Duan Zhenhui, Wang Huaiming, Wang Zhen, Hao Yonggang, Zi Wenjie, Yang Dong, Zhou Zhiming, Liu Wenhua, Lin Min, Shi Zhonghua, Lv Penghua, Wan Yue, Xu Gelin, Xiong Yunyun, Zhu Wusheng, Liu Xinfeng
Department of Neurology, Jinling Hospital, Southern Medical University, Nanjing, China.
Department of Neurology, Jinling Hospital, Medical School of Nanjing University, Nanjing, China.
Cerebrovasc Dis. 2018;45(5-6):221-227. doi: 10.1159/000489401. Epub 2018 May 15.
Endovascular treatment (EVT) is proven to be safe and effective for treating acute large vessel occlusion stroke (LVOS). The neutrophil-lymphocyte ratio (NLR) reflects systemic inflammation, which plays an important role in the process of treating ischemic stroke. This study aims to explore the relationship between NLR and the clinical outcomes of LVOS patients undergoing EVT.
Patients were selected from the EVT for acUte Anterior circuLation (ACTUAL) ischemic stroke registry. The laboratory data (neutrophil count, lymphocyte count) before EVT were collected. Poor functional outcome was defined as modified Rankin Scale (mRS) of 3-6 at 3 months. Multivariable logistic regression analyses were performed to explore the relationship of NLR with functional outcome, symptomatic intracranial hemorrhage (sICH), and mortality.

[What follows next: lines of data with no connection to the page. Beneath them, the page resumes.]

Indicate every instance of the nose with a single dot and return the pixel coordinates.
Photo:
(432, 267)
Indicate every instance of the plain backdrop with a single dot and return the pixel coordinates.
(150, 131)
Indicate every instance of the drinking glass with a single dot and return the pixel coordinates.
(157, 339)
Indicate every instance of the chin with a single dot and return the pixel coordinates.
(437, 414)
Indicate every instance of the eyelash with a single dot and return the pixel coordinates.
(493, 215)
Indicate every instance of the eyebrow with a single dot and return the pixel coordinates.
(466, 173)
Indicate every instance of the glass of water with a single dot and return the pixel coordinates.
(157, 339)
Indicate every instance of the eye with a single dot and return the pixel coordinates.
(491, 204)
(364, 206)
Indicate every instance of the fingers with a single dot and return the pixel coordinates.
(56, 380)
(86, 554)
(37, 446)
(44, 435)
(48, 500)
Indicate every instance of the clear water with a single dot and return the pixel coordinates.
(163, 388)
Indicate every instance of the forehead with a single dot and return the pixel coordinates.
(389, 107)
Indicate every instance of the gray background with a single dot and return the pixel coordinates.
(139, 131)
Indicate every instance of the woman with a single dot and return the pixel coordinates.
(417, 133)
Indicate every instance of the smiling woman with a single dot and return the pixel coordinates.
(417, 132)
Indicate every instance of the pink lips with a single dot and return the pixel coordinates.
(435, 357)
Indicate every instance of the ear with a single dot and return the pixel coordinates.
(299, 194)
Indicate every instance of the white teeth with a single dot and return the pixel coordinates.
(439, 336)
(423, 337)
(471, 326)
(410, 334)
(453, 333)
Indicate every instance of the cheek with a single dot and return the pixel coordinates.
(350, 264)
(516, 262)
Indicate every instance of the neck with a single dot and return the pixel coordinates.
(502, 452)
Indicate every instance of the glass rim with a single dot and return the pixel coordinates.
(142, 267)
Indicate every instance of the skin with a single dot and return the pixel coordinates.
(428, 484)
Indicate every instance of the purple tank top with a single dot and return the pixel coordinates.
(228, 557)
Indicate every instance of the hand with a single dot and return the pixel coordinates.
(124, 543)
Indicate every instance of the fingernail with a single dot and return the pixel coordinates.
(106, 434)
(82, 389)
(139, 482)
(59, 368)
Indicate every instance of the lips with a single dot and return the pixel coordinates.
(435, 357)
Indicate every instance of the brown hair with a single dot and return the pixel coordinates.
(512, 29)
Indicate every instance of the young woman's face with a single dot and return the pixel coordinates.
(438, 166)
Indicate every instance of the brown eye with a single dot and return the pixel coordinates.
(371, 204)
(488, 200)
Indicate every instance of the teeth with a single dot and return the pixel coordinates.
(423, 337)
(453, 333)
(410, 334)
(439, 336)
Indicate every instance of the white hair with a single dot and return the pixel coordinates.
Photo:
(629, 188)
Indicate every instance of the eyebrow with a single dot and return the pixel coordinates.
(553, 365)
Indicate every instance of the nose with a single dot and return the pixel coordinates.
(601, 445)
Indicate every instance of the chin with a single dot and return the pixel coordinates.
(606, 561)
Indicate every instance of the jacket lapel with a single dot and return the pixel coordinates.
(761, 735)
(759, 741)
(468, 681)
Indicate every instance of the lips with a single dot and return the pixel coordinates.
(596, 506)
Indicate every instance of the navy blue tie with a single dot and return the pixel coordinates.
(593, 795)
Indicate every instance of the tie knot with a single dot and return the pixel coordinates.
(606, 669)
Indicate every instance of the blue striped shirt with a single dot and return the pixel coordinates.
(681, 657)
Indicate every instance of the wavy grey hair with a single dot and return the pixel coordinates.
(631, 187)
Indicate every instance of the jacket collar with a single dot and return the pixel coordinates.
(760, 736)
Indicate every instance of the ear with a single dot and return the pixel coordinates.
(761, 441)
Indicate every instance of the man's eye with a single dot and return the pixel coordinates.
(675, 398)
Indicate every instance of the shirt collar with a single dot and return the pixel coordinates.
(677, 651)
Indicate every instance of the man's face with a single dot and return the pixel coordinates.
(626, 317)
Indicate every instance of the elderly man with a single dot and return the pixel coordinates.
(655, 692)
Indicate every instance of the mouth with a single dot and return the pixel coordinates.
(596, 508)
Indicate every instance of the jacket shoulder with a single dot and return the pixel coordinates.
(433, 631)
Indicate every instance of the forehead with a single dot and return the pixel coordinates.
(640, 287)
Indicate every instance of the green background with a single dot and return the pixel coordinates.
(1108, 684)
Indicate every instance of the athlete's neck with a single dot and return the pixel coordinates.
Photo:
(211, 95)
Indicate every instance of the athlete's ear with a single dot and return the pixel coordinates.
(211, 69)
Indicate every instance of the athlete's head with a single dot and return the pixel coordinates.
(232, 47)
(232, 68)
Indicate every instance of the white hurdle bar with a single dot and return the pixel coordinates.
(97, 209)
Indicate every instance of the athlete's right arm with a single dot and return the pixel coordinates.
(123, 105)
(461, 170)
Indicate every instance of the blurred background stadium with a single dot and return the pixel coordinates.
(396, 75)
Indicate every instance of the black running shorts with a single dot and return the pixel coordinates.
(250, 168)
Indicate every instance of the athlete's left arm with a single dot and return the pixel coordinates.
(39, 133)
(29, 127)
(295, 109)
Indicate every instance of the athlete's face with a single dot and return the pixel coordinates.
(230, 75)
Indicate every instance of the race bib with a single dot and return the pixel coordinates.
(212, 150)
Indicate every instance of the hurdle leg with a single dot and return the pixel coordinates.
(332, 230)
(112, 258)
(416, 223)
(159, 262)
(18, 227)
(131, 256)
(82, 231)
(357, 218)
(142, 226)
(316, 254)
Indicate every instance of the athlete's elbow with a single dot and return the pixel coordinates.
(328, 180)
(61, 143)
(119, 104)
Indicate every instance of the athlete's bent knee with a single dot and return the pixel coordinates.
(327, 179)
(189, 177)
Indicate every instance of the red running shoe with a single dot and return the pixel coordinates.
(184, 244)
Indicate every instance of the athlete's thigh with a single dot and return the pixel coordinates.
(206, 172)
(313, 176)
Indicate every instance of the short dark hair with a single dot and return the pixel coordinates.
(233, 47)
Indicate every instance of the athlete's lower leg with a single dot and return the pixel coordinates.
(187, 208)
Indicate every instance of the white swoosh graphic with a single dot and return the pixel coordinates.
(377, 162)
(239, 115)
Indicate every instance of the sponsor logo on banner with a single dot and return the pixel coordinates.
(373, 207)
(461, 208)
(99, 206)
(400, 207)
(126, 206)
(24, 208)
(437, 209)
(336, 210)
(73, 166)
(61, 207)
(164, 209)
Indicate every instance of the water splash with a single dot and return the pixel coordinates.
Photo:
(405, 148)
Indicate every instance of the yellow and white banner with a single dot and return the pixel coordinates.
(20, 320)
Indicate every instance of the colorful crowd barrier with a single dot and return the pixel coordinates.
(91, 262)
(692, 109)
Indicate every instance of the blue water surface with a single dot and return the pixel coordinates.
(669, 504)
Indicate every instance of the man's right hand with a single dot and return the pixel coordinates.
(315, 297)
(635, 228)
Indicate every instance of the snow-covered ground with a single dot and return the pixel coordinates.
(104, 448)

We eventually included 616 patients (median of age, 66 years; 40.3% female). There were 350 (56.7%) patients achieving mRS of 3-6 at 3 months, 98 (15.9%) patients with sICH, and the mortality at 3 months was 24.8% (153/616). Baseline NLR was independently associated with poor functional outcome (OR 1.58; 95% CI 1.02-2.45; p = 0.039) and sICH (OR 1.84; 95% CI 1.09-3.11; p = 0.023) but showed a trend for predicting 3-month mortality (OR 1.57; 95% CI 0.94-2.65; p = 0.088).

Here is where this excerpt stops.